Mozart: Requiem (CD review)

Elizabeth Watts, soprano; Phyllis Pancella, mezzo-soprano; Andrew Kennedy, tenor; Eric Owens, bass-baritone; Robert Nairn, double-bass obbligato. Harry Christophers, Handel and Haydn Society Orchestra and Chorus. CORO COR16093.



By now most people are aware of the circumstances surrounding Mozart's composition of his final, unfinished work, the Requiem, K626, of 1791. A mysterious stranger shows up at the composer's door with a commission for a Requiem Mass but refusing to name the person who sent him. Mozart dies before finishing it, and one of his assistants, Franz Xavier Sussmayr, completes it. Did Mozart foresee his own death? Was he knowingly writing his own funeral music? Or did a jealous rival, Antonio Salieri, secretly contract the work and then poison Mozart? And other such imaginative speculations.



Actually, most of the story is pretty straightforward, if far less fun. As the CORO booklet note points out, "The messenger was an envoy from one Count Franz von Walsegg, who wanted a Requiem to commemorate the recent death of his young wife Anna; the secrecy was because Walsegg was a keen amateur musician in the habit of commissioning pieces of music, having them performed at his house 50 miles south-west of Vienna, and mischievously passing them off as his own." I suppose he might have gotten away with it had Mozart not died before completing the commission.



Anyway, here we get a spirited account of the Requiem from Harry Christophers and the Handel and Haydn Society Orchestra and Chorus, which, again from a booklet note, were "founded in 1815...America's oldest continuously performing arts organization....  Its Period Instrument Orchestra and Chorus are internationally recognized in the field of Historically Informed Performance, a revelatory style that uses the instruments and techniques of the composer's time."



But before we get to the Requiem, we find a prefatory piece, another late work by Mozart, the Ave verum corpus, ("Hail, the true body"), K618, from 1791. It's very short and very sweet, kind of Mozart in miniature.



Then Maestro Christophers leads the Handel and Haydn ensemble in a lively reading of the Requiem that always displays a strong forward pulse, used to advantageous dramatic effect. Indeed, if anything Christophers drives his players and singers rather hard at times, substituting visceral thrills for spiritual repose.



Happily, he doesn't overdrive the production to distraction.
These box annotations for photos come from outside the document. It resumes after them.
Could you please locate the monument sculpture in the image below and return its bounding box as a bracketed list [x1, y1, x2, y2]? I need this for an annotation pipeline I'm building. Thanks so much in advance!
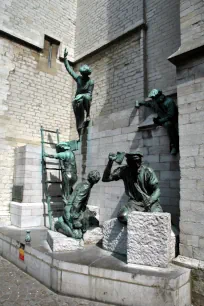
[64, 49, 94, 137]
[136, 89, 179, 155]
[44, 142, 77, 203]
[55, 170, 100, 239]
[102, 151, 163, 224]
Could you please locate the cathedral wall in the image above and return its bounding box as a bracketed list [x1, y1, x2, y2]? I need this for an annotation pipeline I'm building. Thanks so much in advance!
[0, 0, 76, 223]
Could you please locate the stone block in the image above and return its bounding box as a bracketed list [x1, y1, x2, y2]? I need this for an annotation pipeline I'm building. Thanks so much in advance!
[10, 201, 44, 228]
[127, 212, 171, 268]
[103, 218, 127, 254]
[47, 231, 84, 252]
[83, 227, 103, 244]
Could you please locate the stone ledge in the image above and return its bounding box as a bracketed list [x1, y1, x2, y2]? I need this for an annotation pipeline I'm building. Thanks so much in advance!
[0, 227, 191, 306]
[168, 40, 204, 66]
[47, 230, 84, 252]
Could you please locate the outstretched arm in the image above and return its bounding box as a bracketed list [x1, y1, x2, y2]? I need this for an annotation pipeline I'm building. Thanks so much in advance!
[64, 49, 78, 81]
[102, 153, 120, 182]
[135, 101, 151, 108]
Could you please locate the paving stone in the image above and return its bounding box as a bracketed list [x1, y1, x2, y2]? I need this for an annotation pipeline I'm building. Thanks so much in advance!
[0, 257, 114, 306]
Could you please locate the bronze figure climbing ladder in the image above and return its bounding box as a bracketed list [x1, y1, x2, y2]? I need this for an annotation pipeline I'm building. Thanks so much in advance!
[40, 126, 62, 229]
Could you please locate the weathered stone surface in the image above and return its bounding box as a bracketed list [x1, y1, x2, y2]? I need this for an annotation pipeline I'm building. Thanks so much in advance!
[83, 227, 103, 244]
[47, 231, 84, 252]
[127, 212, 171, 268]
[103, 218, 127, 254]
[169, 225, 179, 261]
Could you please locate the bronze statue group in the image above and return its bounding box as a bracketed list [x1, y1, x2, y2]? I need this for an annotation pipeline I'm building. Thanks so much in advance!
[45, 49, 179, 239]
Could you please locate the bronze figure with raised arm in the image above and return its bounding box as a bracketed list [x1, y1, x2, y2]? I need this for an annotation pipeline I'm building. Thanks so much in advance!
[64, 49, 94, 137]
[102, 151, 163, 224]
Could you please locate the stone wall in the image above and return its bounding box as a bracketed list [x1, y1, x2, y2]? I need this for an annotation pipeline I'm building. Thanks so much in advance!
[180, 0, 204, 48]
[76, 0, 143, 58]
[71, 33, 143, 138]
[76, 108, 180, 225]
[178, 56, 204, 260]
[68, 1, 180, 225]
[0, 0, 76, 223]
[146, 0, 180, 94]
[0, 0, 77, 58]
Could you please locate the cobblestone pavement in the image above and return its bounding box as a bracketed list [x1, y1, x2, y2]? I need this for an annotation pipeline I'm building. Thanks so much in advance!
[0, 256, 114, 306]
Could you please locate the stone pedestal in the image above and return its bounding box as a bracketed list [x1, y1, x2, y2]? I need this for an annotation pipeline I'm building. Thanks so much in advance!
[83, 227, 103, 244]
[10, 202, 44, 228]
[47, 231, 84, 252]
[127, 211, 171, 268]
[103, 218, 127, 254]
[103, 212, 178, 267]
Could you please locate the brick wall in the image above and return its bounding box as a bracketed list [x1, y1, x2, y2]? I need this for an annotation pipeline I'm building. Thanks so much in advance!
[76, 108, 180, 225]
[0, 38, 72, 222]
[0, 0, 77, 58]
[76, 0, 143, 57]
[146, 0, 180, 94]
[71, 33, 143, 137]
[178, 56, 204, 260]
[180, 0, 204, 48]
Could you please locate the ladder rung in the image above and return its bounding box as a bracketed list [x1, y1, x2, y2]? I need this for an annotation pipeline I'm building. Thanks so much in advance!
[41, 141, 57, 146]
[42, 129, 60, 134]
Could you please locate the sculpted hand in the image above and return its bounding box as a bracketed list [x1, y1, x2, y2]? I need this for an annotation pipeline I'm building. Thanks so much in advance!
[64, 48, 68, 59]
[108, 153, 116, 161]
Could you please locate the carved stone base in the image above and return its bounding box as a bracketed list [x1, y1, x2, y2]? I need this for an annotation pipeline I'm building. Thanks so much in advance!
[83, 227, 103, 244]
[103, 218, 127, 255]
[103, 212, 179, 266]
[47, 231, 84, 252]
[127, 211, 171, 268]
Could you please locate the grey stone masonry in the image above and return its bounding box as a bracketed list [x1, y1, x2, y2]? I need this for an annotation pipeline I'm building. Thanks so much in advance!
[0, 0, 77, 58]
[76, 0, 143, 57]
[47, 231, 84, 252]
[76, 108, 180, 226]
[177, 55, 204, 260]
[127, 212, 171, 268]
[103, 218, 127, 255]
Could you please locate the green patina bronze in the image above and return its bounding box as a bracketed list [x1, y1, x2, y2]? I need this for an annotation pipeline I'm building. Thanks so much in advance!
[136, 89, 179, 155]
[102, 151, 163, 224]
[44, 142, 77, 203]
[55, 170, 100, 239]
[64, 49, 94, 136]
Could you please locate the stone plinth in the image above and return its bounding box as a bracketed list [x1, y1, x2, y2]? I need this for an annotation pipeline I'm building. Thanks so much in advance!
[47, 231, 84, 252]
[83, 227, 103, 244]
[127, 212, 171, 268]
[103, 218, 127, 254]
[0, 227, 191, 306]
[10, 202, 44, 228]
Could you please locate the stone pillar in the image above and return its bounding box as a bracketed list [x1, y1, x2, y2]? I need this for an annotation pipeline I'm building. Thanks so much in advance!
[10, 145, 63, 228]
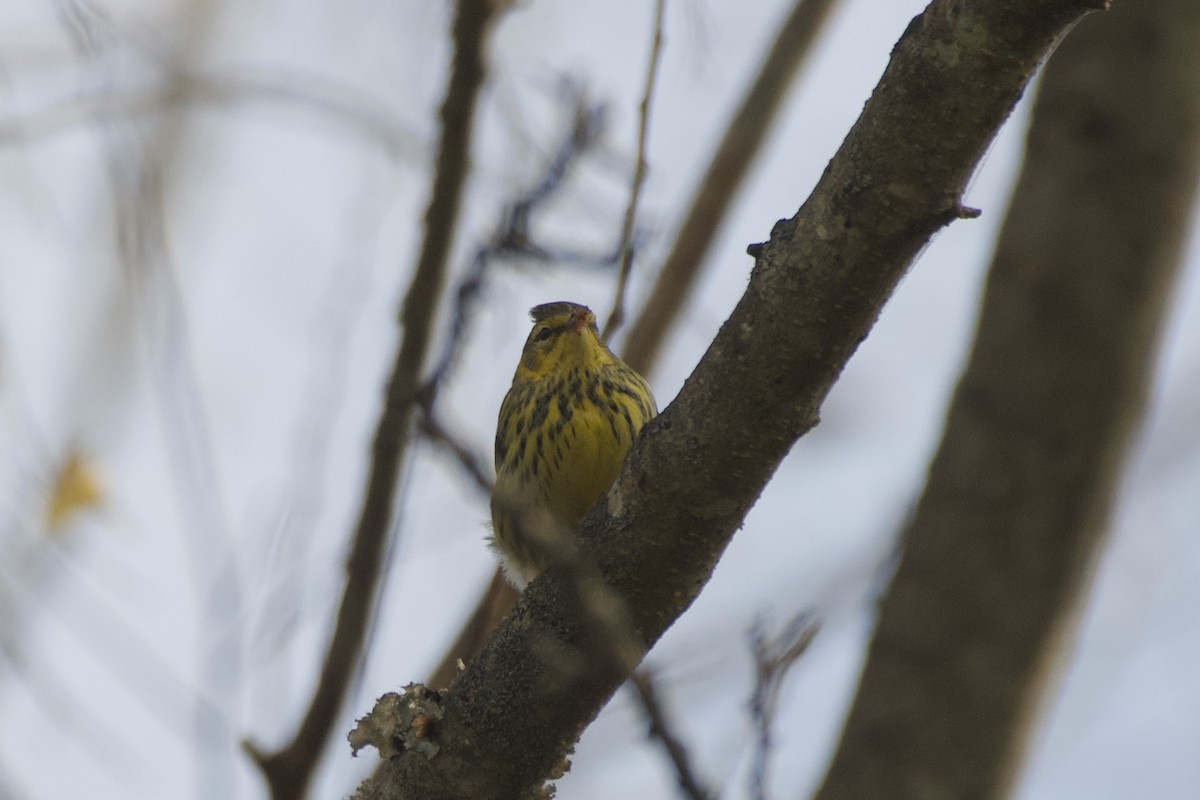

Still, he does take most of the movements at faster tempos than we hear from most other conductors, and he tends to emphasize the dynamic contrasts more forcefully. As a result, we get a more-exciting, more red-blooded presentation than many of us may have heard before, which the listener may or may not appreciate in this particular music. The Lacrimosa acts as a sort of breather in the action, and then it's back to the emphatic gestures of the first half. For better or for worse, if you hear it, prepare yourself for a more-animated Requiem than is usual.



Following the Requiem, the orchestra's bass player, Robert Nairn, introduces the final number, Mozart's aria "Per questa bella mano" ("By this beautiful hand"), K612, also a late work written in the composer's final year, 1791. Eric Owens sings it quite beautifully, with obbligato accompaniment by Mr. Nairn and the orchestra.



CORO recorded the music live in Symphony Hall, Boston, in 2011, the sound quite close up, closer than in most recordings of Mozart's Requiem. As such, it delivers a good, clear response, with a wide stereo spread at the expense of one's sitting in the front row. While there isn't much orchestral depth, there is a compensating dynamic impact that is quite realistic and pleasing. The highest reaches of female voices can be a tad forward; otherwise, there is a fairly natural-sounding, if slightly soft, midrange.



Because it's live, we also hear some inevitable coughs and wheezes on occasion; it's never too disruptive, but it does remind us we're not in a studio. Only at the end of the entire program does the audience erupt into an unfortunate applause.